ALBANY — Albany Technical College students who do not score well on entrance exams for the college can get educational help thanks to a $2 million federal grant the college received recently.

The grant, which school officials were told late last week they had received, will provide ATC with $400,000 a year for the next five years for its Developing Reading, English and Math Skills (or DREAMS) program.

ATC spokeswoman Kathryn McPhail said the college had been planning to ramp up its learning support program before the grant’s approval because school officials had found that only about 20 percent of students enrolled in learning support programs graduated.

As part of its quality enhancement plan, the college had planned to hire part-time professors, but the grant’s approval “will allow us to do it on a bigger scale,” McPhail said.

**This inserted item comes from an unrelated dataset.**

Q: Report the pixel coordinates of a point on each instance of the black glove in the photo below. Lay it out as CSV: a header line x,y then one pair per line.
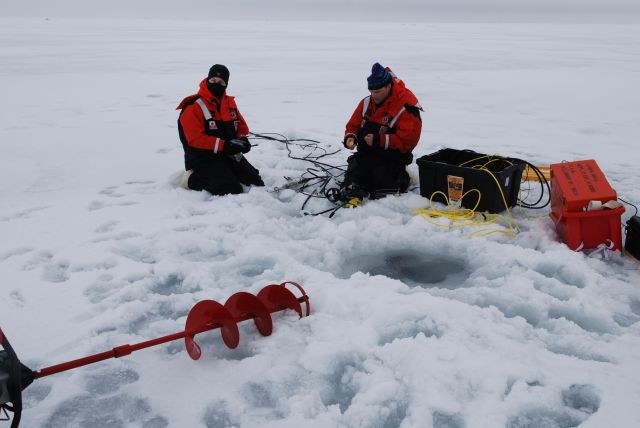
x,y
236,145
376,140
346,137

“Over the next five years, we’re hoping to see the number of students progressing to graduation skyrocket,” she said. “That’s our ultimate goal.”

Much of the funding will go toward hiring three full-time professors to work with students who do not meet certain entrance exam levels in one-on-one settings and help pay for the construction and operation of a learning lab, McPhail said.

The learning support classes will be scheduled like regular classes, and students who do not meet the entrance exam levels will have to take those classes before moving on to regular coursework, she said.

“We just want to help them get past these areas and not (for them) to be sticking points,” she said.

ATC President Anthony Parker could not be reached Tuesday for comment but said in a news release he was pleased the college received the grant.

“We are so thankful for this grant and the opportunity it presents for our faculty, staff, students and community,” he said in the release.

The school applied for the grant earlier this year and was notified late last week it had been approved. Students will take the courses as part of their regular graduation requirements, McPhail said.